Goal-concept identification

The prob­lem of try­ing to figure out how to com­mu­ni­cate to an AGI an in­tended goal con­cept on the or­der of “give me a straw­berry, and not a fake plas­tic straw­berry ei­ther”.

At this level of the prob­lem, we’re not con­cerned with e.g. larger prob­lems of safe plan iden­ti­fi­ca­tion such as not mug­ging peo­ple for straw­ber­ries, or min­i­miz­ing side effects.
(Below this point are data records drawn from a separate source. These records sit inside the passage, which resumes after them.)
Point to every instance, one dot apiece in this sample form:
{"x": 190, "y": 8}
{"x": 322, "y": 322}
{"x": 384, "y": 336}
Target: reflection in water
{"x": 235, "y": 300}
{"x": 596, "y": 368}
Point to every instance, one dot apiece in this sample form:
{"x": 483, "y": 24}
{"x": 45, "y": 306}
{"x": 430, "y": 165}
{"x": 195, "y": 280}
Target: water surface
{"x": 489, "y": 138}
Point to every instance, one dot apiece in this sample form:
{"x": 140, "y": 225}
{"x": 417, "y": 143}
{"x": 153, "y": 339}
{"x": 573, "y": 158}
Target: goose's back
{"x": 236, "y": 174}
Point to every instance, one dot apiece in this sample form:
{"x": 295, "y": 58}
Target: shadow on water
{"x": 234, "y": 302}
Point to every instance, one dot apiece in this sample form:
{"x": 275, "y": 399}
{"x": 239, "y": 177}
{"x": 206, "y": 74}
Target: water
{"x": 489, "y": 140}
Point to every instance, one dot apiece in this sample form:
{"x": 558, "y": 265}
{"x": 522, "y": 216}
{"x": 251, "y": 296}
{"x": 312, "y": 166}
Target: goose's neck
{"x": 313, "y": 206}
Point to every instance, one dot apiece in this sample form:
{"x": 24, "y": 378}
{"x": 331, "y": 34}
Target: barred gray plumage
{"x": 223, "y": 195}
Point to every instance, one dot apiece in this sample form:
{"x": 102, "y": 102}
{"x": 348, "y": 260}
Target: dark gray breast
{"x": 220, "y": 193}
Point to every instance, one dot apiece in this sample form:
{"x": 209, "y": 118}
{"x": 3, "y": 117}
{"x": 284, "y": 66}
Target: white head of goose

We’re not (at this level of the prob­lem) con­cerned with iden­ti­fy­ing each and ev­ery one of the com­po­nents of hu­man value, as they might be im­pacted by side effects more dis­tant in the causal graph. We’re not con­cerned with philo­soph­i­cal un­cer­tainty about what we should mean by “straw­berry”. We sup­pose that in an in­tu­itive sense, we do have a pretty good idea of what we in­tend by “straw­berry”, such that there are things that are definitely straw­ber­ries and we’re pretty happy with our sense of that so long as no­body is de­liber­ately try­ing to fool it.

We just want to com­mu­ni­cate a lo­cal goal con­cept that dis­t­in­guishes ed­ible straw­ber­ries from plas­tic straw­ber­ries, or non­toxic straw­ber­ries from poi­sonous straw­ber­ries. That is: we want to say “straw­berry” in an un­der­stand­able way that’s suit­able for fulfilling a task of “just give Sally a straw­berry”, pos­si­bly in con­junc­tion with other fea­tures like con­ser­vatism or low im­pact or mild op­ti­miza­tion.

For some open sub­prob­lems of the ob­vi­ous ap­proach that goes through show­ing ac­tual straw­ber­ries to the AI’s we­b­cam, see “Iden­ti­fy­ing causal goal con­cepts from sen­sory data” and “Look where I’m point­ing, not at my finger”.